I would say it is pretty close. I would suggest one step colder on the plug as the side electrode looks on the hot side and yet the edge of the plug looks plenty cool. You probably have room to go slightly leaner with a plug change. Jim
 
There must be an easier way to check the sparkplugs. Pulling the head seems like a lot of work...

That is very funny :D .

The induction bias problem is quite common on single carb twin cylinder engines, remove your tufnol spacer on the carb flange and sand at an angle across the face, so it points the carby towards the lean cylinder, or go back to twin carbys.

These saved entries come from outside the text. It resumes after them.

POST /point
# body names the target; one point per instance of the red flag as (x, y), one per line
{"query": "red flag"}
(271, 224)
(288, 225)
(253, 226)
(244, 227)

The bikes do go faster have have much more sex appeal with two carbs.
 
Josh is right, mixture bias is common with a single carb. Manifold differences or compression and cam timing can make the problem worse. Check the compression and leakdown first and then cam lift. Jim
 
To un-infomred hobot that plug looks pretty darn spot on mixture wise, with soot on rim and hint of gray on the ceramic. We are in the New World Order now so lean burn gas will not color plugs as the golden leaded days. About only thing I can see off is hint of thermal hook staining too close to the base so might bump up a heat range and/or tweak timing ahead a tad. Thermal band should land about mid way up hook. Might open gap a bit too. A V8 box of plugs sure comes in handy for this level tuning game. I've not yet made it to indexing the gap facing mixture swirl.

Spark plug color


http://www.4secondsflat.com/Spark_plug_reading.html
 
hobot said:
We are in the New World Order now

i still like to pretend that we aren't :lol:

hobot said:
Might open gap a bit too.

i have them set at .026 now, they came out of the box at .030, maybe i'll set them at 28. i still have a mild stumble/hesitation if i roll the throttle on somewhat quick from an idle. if/when i get rid of that, i will be content.